Forming new coalitions to build resilience

Carl Mossfeldt

Structural deficiencies in the development landscape mean that private capital is not having the impact it could on boosting sustainable development. Some intermediation functions, not unlike those played by investment banks in commercial markets, are still missing. Bringing together coalitions of actors around a tangible common purpose seems to be a promising way forward.

The Tällberg Foundation has for over 30 years worked to help foster new thinking and institutional change to meet the challenges of the day, most notably through the annual Tällberg Forum. Starting in 2008 with the global project ‘Rework the World’, the foundation has explicitly addressed the question of how to incubate development projects with a systemic design and a scale that match the urgency of the social and ecological crises and which can be commercially financed.

While there is a growing amount of private capital available for development, investment opportunities that match the dual social and ecological crises in scale and scope are not easy to find. The problem is a structural one: the lack of intermediary actors that can create new investment opportunities that meet investors’ expectations.

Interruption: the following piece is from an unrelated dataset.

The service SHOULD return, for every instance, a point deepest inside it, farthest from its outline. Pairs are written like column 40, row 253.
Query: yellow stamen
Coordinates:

Another side of the problem is that the big visions for change have nowhere to go.

The project ‘Rework the World’ brought together close to 150 projects with a resilience focus and looked at how these could be restructured to take significant investment. The first such success case is now approaching completion. The project is run and owned by a grassroots social movement in India, Self Employed Women’s Association (SEWA). It relies on SEWA’s unique strengths in terms of values, management and membership of 1.3 million women. SEWA has been firmly in the driver’s seat in terms of developing the details and structure of the project. The role of the Tällberg Foundation has been to incubate and nurture the grand vision, and also to act as the intermediary bringing together a coalition of partners capable of turning that vision into an investable proposition.

The SEWA Haryali project involves the sale, distribution and technical service of 200,000 efficient stoves and 200,000 solar lights. It is financed through a domestic commercial bank loan of US$14 million, repaid through micropayments and backed by a public guarantee and a buffer of carbon credits. The project is one of the largest of its kind, with significant development benefits in terms of monetary savings, increased time available for productive work, and health. One million tonnes of CO2 emissions are expected to be avoided, in addition to reductions in deforestation and black soot. Importantly, the project could be replicated in different regions and different product areas. This is where the Tällberg Foundation is now turning its attention.

Such projects do not emerge organically because they need several partners working together. In this case, IFC, the private arm of the World Bank, was engaged to structure the bank transaction and complete the legal and financial due diligence. The risk to the lending bank was reduced by 50 per cent through a risk guarantee shared between the IFC and the Dutch and Swedish development organizations, FMO and SIDA. The guarantee in turn is linked to social criteria so as to align the interests of the lending bank with the social objectives of the project. This is done through an independently developed social impact matrix. The final business plan, including IT systems, product procurement and carbon management strategies, brings all these aspects together and was produced by SEWA with hands-on support from the Tällberg Foundation.

An essential part in this process has been the intermediating role played by the Tällberg Foundation. The coordination and process management required to take an effort like this to investable proposition is too arduous for a grassroots organization like SEWA, while both donor agencies and foundations generally see it as outside their mandate. Indeed, internal regulation often requires both these kinds of actors to work only directly with the end beneficiary – in effect delaying the emergence of efficient intermediaries to bring these partners together.

From a broader perspective, therefore, the crucial lesson from the Haryali project is the impact that can be created when a consortium of complementary actors – private, public and philanthropic – is brought together around a common and tangible vision. It sets a new standard for cooperation between funding agencies and donors, and one that is crucially driven by the needs of people on the ground. A lot more can be expected to emerge from this approach.